Focus 2 (CURE): Overview of Research Approach. Studies in focus 2 were designed to test immunization strategies that generate protective immune responses in NHPs (Focus 1) for their ability to reduce the size or eliminate HIV-1 reservoirs. We will study rhesus macaques (RMs) for our NHP model. Aim 1 will test active and passive immunization strategies for depleting viral reservoirs. Active immunization strategy is our established protective vaccine that was also tested in Focus 1-Aim 1. For passive immunization, we will test purified IgG isolated from vaccinated RMs that were protected from SHIV CH505.s2 challenge in Focus 1-Aims 1 and 2 in combination with a candidate protective mAb (DH1028)—an autologous NAb targeting Env CD4-binding site that was previously isolated from a CH505TF SOSIP trimer immunized RM, who was protected from SHIV CH505.s2 challenge (see preliminary data).
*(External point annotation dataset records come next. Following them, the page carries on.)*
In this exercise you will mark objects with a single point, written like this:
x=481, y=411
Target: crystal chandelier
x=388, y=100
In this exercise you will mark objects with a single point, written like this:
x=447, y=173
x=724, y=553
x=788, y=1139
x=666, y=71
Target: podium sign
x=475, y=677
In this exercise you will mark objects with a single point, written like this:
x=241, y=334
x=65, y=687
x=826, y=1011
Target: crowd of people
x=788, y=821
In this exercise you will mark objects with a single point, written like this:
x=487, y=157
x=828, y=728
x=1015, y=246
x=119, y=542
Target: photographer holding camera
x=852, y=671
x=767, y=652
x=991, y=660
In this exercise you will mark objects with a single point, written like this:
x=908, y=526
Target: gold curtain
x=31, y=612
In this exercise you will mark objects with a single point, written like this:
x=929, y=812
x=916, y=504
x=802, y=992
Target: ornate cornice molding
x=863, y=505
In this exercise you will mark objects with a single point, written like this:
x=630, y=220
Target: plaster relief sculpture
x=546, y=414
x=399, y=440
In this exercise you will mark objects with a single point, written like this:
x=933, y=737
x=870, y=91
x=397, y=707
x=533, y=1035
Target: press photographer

As a control, additional RMs will receive IgG from SHIV-negative RM in combination with Influenza-specific CH65. In addition to HIV-1 vaccines, we will test the impact of novel therapies that may augment protective vaccine-induced responses in clearing HIV-1 reservoirs. Aim 2 will test the capacity of novel anti-HLA-E/VL9 peptide mAbs to augment vaccine-induced protective B and T cell responses by blocking the inhibitory signal of NK and CD8 T cells, thus enabling them to effectively kill their target cells. Using this approach, we will demonstrate the power of combined B, T and NK cell immunity in eliminating HIV-1 reservoirs. In both aims, LRAs will be used to activate viral reservoirs, thus allowing us to evaluate the effectiveness of our vaccine-induced immune responses or therapies in reducing the size or eliminating HIV-1 reservoirs.